The same thing happened on the evening of the first Easter day. Jesus showed up in a closed room among people who knew him and had to prove who he was. They couldn’t believe it was him standing right in front of them.
How would he prove who he was? He said, “I am flesh and bone. Look at my hands and my feet. Here is the hard evidence of who I am – look at what I’ve done. His hands and his feet would convince them he was no imposter, no mere pretender. His hands showed evidence of the work they had done – healing, caressing, building, pointing to the goodness of God, and bearing pain for the sake of others. His feet showed how he walked the path of righteousness, fulfilling he law, doing the right things in love for people, and showing evidence of the pain inflicted upon him in his efforts to bring peace.

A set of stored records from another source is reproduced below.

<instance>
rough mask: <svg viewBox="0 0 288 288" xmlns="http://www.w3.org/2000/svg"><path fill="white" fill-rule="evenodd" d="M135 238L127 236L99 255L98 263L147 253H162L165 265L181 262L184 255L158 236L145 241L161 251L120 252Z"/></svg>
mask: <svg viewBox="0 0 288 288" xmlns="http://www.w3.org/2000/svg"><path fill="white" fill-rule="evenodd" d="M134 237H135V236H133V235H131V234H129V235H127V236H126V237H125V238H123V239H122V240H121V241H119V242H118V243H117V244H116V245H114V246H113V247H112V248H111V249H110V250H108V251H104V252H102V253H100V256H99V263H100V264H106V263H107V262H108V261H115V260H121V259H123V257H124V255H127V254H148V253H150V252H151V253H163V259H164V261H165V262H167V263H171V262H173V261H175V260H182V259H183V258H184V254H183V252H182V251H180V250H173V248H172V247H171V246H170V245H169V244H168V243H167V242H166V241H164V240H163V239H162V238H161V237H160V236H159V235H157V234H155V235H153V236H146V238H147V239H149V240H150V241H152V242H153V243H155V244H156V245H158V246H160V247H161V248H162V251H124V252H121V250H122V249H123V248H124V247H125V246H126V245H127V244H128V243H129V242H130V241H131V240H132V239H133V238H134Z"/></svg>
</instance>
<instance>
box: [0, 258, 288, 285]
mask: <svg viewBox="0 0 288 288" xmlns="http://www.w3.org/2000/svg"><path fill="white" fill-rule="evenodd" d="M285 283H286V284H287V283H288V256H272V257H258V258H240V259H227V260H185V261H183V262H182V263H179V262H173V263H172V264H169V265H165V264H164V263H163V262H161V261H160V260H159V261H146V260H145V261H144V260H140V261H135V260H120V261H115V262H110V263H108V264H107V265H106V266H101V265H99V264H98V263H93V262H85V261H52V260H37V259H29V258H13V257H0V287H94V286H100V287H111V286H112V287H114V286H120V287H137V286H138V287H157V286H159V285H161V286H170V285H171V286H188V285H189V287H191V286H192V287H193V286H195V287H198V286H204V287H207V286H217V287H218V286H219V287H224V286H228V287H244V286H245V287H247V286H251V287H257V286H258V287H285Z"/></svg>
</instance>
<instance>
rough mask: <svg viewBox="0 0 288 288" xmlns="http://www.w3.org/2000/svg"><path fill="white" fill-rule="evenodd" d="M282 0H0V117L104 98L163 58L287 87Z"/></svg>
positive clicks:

Look at his hands and feet. The marks of nails is evidence of a world opposed to the way of Peace.
At one point in Jesus’ ministry he said that a tree is known by its fruits. A tree is known by what it contributes for the good of others, not simply by its outer appearance. Poison ivy can look beautiful at times, but its fruits are not so good.
What if someone sees you wearing a cross around your neck, and asks, “Are you a Christian?”
What do you say? “Sure, can’t you see the cross I’m wearing? Wait, I’ll show you my nametag from church. Surely, that’s proof.”
And they ask, “Is that what it means to be a Christian? You belong to a club that meets every week?”
“Of course not. I believe Jesus rose from the dead and is alive today.”
“Really? Prove it. I’ve got to see it to believe it.”
Do the hands and feet of the church you belong to show the marks of working for the poor, and bearing the pain of others?
You are the Risen Christ who stands in the room trying to convince the world that He is truly alive. It’s important for the church to be recognized as the body of Jesus Christ. We are supposed to be the Light of the world – letting “our light shine before others that they may see our good works and glorify our Father in heaven.” Your actions of love for God and for your neighbors are the hard evidence that Christ is alive.
If people want to know if Christ is alive in your community, how would you prove it? Point to a book – the Bible? That’s proof? The only way they’d believe you is if they could see some evidence right in front of them. What shows up when you turn over your hands and take off your shoes?
Will you be able to say, “Look at my hands and my feet”?
Christ’s hands are the hands of service. Christ’s feet are feet that walk in the ways of righteousness. His hands and feet show the marks of bearing the pain of others.